# Poster gestalten - Tutorials, Büchertipps etc. gesucht



## sirgoofy (20. August 2006)

Hallo,

ich habe einen HP DesignJet 750C (A0 bzw. 90cm) Farbplotter geschenkt bekommen 

Ich möchte ihn verwenden, um (Informations-, Werbe-) Poster und Plakate zu drucken (z. B. für gemeinnützige Vereine, bin z. B. bei amnesty international aktiv). Ich möchte mich nun also in das Thema einarbeiten.

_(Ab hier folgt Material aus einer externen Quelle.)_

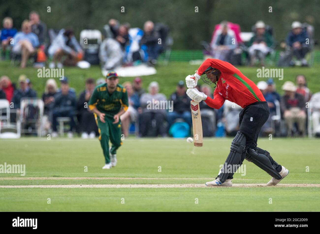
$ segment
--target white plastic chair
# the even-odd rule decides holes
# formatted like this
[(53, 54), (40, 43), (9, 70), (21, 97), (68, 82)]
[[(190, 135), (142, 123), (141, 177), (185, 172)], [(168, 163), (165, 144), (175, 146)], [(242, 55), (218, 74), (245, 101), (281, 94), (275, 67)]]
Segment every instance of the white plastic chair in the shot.
[(271, 117), (271, 126), (273, 129), (273, 132), (276, 132), (276, 123), (279, 122), (281, 120), (281, 112), (280, 110), (280, 103), (277, 100), (275, 100), (276, 105), (276, 114)]
[[(6, 110), (5, 116), (3, 116), (4, 109)], [(0, 121), (6, 120), (10, 122), (10, 103), (7, 99), (0, 99)]]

Als Software möchte ich ein altes Photoshop 7 verwenden, es sei denn, es gibt Software, die dafür besser geeignet ist.

Nun suche ich jedoch Informationen darüber, wie man Plakate richtig gestaltet (Stichworte Typografie, Layout, Texte/Slogans etc.), da ich als absoluter Amateur auf diesem Gebiet davon wenig Ahnung habe, ich habe mich bisher nur ein wenig mit Web Design und -Usability beschäftigt.

Bei Buchvorschlägen beachtet, dass diese recht günstig (vllt. schon älter und gebraucht erhältlich) sind, professionelle Bücher sind zwar gut, aber einfach zu teuer für mich.


Danke schonmal im Vorraus


----------



## Ellie (20. August 2006)

Hallo,

nimm eine Kamera mit, wenn Du unterwegs bist und fotografiere einfach, was dir gefällt. Oder Online nach Plakaten in Bildersuchmaschinen suchen. Zum Thema Typografie gibt es zig Bücher, die um 10 Euro kosten und die Basics vermitteln, einfach mal in ein Buchgeschäft gehen und blättern. Ich finde, diese analoge Methode ist immer noch am besten. Sagt dein Bauch, das schaut gut aus, kaufen.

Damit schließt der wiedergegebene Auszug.